RBI has constituted an internal group to study the issue. The group will also dwell upon the eligibility conditions for the banks to raise resources through issuance of long term bonds as a liability product and also the procedural aspects, sources indicated.
A number of state-owned and private sector banks have written to the apex bank highlighting the need for allowing them to float long term bonds to minimise the ALM. RBI may have something for banks on the subject in the forthcoming annual policy statement on May 18, a source pointed out.
The majority of commercial banks have a large part of their assets investment portfolio and term-loans with long-term maturity profile while their liabilities borrowings and deposits continue to be relatively short-term. To minimise the ALM, these short-term liabilities are continuously renewed.
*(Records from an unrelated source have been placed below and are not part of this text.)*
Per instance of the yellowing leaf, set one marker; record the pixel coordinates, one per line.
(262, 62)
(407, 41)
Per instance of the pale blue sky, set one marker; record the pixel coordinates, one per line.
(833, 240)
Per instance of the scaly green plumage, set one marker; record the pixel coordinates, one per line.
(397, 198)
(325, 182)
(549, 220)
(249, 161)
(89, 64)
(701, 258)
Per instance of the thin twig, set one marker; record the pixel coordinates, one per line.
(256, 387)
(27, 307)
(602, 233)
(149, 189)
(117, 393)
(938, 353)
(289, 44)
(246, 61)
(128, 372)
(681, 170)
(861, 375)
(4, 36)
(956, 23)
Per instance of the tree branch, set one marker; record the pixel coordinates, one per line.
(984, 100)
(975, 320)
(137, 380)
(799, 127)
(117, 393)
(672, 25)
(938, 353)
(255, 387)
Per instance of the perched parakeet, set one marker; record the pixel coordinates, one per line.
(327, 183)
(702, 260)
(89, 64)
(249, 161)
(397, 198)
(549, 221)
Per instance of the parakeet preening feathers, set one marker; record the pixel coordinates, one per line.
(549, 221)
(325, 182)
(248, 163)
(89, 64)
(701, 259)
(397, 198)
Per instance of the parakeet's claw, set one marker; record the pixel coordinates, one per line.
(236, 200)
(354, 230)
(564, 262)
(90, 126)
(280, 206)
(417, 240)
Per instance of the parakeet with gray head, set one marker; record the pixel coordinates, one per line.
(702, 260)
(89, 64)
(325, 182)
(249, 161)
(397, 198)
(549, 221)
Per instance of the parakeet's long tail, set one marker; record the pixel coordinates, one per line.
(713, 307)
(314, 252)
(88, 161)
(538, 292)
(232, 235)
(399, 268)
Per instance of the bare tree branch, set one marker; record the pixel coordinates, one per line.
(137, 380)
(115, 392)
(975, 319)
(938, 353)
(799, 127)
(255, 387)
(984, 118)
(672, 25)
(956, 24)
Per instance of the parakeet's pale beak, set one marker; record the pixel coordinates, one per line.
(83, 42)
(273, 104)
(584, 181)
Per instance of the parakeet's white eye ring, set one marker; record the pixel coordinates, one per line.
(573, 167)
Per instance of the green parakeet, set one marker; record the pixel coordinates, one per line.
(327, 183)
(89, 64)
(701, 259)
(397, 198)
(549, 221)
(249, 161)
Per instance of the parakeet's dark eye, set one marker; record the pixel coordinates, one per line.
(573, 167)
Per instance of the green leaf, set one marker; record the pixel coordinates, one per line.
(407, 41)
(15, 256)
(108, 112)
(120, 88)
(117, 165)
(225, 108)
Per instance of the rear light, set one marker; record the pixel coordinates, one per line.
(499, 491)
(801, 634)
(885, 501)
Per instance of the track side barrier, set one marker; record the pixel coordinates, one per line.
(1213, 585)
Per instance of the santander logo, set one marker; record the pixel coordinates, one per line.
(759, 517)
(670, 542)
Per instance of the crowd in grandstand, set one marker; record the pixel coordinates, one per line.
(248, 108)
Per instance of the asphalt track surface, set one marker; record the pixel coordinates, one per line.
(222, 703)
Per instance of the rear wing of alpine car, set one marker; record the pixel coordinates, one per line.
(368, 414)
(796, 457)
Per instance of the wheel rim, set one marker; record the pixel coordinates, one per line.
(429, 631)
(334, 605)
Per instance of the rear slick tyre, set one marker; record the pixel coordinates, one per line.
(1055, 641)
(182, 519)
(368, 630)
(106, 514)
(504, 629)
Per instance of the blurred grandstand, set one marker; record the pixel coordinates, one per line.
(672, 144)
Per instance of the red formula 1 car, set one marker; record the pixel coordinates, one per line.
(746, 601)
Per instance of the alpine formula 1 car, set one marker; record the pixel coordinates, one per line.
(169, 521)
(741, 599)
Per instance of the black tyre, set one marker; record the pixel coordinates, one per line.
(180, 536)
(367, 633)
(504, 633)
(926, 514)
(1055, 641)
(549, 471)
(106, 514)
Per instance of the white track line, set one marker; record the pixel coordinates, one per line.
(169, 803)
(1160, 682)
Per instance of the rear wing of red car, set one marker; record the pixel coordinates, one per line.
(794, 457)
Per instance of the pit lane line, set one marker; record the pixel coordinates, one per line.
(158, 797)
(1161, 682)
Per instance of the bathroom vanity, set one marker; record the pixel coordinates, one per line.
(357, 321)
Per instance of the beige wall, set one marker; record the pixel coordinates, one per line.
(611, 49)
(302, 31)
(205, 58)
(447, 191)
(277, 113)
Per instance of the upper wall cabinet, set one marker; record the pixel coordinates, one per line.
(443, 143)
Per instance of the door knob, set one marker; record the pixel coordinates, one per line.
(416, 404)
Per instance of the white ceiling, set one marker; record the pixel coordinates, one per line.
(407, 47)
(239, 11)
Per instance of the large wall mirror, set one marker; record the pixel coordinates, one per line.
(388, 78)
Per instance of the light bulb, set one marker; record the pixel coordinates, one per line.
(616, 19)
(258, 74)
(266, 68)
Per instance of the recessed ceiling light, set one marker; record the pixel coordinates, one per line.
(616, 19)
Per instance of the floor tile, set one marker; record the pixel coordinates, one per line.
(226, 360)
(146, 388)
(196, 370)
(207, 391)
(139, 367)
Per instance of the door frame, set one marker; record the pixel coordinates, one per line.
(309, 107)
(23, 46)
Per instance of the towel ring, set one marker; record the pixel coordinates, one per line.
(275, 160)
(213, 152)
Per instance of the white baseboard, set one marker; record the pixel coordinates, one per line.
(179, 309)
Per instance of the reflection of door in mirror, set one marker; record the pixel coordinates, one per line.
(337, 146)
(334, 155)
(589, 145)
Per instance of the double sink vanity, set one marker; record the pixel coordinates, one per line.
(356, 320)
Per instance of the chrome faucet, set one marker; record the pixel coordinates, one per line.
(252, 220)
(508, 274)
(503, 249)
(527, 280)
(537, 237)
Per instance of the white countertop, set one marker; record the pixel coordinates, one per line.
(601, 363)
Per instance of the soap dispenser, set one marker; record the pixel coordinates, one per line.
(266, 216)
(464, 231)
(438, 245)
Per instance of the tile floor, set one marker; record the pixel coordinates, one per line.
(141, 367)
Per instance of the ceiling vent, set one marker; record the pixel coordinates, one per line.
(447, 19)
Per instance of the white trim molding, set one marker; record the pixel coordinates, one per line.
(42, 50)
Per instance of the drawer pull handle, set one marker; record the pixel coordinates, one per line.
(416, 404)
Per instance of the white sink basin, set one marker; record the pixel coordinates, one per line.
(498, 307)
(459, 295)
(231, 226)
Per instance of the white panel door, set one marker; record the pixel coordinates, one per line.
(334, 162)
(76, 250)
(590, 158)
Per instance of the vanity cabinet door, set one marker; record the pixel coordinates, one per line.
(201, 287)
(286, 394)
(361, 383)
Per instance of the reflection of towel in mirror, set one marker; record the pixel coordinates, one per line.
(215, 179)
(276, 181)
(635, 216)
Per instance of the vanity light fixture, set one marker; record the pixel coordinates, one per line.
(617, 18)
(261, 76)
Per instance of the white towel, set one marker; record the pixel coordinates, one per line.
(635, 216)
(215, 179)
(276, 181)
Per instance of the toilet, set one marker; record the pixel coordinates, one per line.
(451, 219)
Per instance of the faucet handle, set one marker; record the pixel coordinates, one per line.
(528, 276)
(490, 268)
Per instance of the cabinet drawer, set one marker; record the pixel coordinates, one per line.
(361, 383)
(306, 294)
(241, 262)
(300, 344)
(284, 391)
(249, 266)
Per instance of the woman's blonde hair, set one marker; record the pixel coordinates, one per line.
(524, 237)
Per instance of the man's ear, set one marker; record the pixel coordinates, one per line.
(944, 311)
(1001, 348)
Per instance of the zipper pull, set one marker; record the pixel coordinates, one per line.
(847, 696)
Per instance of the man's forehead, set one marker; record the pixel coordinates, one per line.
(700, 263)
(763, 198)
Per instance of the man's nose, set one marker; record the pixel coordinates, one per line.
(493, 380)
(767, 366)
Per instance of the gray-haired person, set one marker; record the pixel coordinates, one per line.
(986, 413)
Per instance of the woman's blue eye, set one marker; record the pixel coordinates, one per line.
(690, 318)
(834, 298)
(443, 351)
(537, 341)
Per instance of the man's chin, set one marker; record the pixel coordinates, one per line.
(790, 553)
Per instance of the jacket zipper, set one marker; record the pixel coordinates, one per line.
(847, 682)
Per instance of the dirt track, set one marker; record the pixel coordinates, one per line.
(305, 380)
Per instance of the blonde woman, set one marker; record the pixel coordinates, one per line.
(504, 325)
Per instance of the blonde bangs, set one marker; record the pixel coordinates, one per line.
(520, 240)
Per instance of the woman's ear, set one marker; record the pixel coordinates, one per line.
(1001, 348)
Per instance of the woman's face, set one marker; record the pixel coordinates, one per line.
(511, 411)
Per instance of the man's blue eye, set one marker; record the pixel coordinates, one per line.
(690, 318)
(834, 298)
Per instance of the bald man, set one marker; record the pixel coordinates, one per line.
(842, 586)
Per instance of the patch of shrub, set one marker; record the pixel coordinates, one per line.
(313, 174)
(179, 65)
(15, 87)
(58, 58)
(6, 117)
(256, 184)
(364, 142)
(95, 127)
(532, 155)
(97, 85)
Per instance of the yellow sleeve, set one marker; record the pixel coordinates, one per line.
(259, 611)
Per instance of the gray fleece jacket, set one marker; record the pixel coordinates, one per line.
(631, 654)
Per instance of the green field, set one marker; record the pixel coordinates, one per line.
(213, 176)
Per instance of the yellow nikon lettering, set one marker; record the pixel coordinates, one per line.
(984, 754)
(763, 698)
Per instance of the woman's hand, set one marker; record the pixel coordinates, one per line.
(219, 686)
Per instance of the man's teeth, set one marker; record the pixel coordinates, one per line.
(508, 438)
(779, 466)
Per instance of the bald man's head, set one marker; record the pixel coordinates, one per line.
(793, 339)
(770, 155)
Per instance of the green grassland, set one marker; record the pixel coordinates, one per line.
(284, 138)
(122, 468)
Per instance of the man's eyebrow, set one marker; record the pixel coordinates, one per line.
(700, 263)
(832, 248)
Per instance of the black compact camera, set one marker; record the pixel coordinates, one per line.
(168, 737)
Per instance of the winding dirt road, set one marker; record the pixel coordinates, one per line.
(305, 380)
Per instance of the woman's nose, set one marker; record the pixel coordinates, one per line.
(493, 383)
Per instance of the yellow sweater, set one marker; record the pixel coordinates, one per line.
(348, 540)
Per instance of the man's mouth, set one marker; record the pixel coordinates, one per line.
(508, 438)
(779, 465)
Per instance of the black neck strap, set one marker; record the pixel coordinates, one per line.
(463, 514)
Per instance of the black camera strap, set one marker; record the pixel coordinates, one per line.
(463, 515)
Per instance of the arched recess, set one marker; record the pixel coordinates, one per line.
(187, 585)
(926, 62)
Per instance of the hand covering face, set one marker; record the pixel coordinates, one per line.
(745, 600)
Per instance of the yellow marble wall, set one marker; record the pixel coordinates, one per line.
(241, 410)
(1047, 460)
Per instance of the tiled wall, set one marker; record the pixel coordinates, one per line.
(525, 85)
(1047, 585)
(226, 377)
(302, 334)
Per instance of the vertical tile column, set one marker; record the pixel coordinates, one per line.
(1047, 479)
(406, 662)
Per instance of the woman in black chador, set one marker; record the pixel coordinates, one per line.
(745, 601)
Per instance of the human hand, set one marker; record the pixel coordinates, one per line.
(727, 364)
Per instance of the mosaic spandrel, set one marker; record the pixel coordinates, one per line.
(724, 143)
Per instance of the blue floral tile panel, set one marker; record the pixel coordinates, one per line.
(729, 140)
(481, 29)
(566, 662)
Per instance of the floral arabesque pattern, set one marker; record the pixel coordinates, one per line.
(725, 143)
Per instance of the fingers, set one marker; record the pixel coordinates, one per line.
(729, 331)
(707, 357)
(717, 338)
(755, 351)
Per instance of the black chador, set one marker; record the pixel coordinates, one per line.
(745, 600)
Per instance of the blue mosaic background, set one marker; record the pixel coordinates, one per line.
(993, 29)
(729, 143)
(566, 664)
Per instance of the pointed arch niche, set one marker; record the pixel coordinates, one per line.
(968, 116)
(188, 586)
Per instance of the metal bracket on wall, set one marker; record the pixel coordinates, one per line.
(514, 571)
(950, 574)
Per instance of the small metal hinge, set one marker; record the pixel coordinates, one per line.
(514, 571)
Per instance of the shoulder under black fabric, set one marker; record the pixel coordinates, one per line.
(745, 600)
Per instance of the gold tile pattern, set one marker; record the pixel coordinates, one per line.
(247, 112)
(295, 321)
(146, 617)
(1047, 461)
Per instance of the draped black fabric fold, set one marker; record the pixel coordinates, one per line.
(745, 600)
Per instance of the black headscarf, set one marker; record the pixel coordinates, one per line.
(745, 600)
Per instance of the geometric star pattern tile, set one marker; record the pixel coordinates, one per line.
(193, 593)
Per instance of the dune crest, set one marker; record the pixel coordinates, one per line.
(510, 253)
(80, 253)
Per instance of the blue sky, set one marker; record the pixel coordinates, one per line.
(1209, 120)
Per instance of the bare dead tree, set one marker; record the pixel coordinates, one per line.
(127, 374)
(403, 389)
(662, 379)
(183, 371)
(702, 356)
According to the RBIs Report on Trend and Progress of Banking in India (2002-03), the maturity profile of commercial banks liabilities continues to be relatively short, with the bulk of the deposits in the one-to-three year maturity bucket. In the case of assets, a large part of the investment portfolio is long term in nature, with a maturity of over five years.
With the deposit rates moving northwards and declining renewal rates of term deposits with emergence of other competitive investment avenues, banks are finding it difficult to manage various risks associated with ALM, a senior banker said.
Currently, commercial banks are allowed to float debts, but for augmenting their Tier-II capital and not as a liability product. Issuance of long-term bonds may help banks to tackle ALM issue in a better way and also facilitate them to finance long-term projects like infrastructure, a banker noted.
Banks have considerable high level of ALM in the 3-5 year and over five year maturity buckets. Banks can have liabilities or asset driven strategies for correcting the ALM. Asset-driven strategies such as securitisation focus on shortening the duration of the asset portfolio. Many banks have securitised their long term home loan portfolio.
The proceeds of securitisation are either redeployed in short-term assets or utilised for repaying short-term liabilities.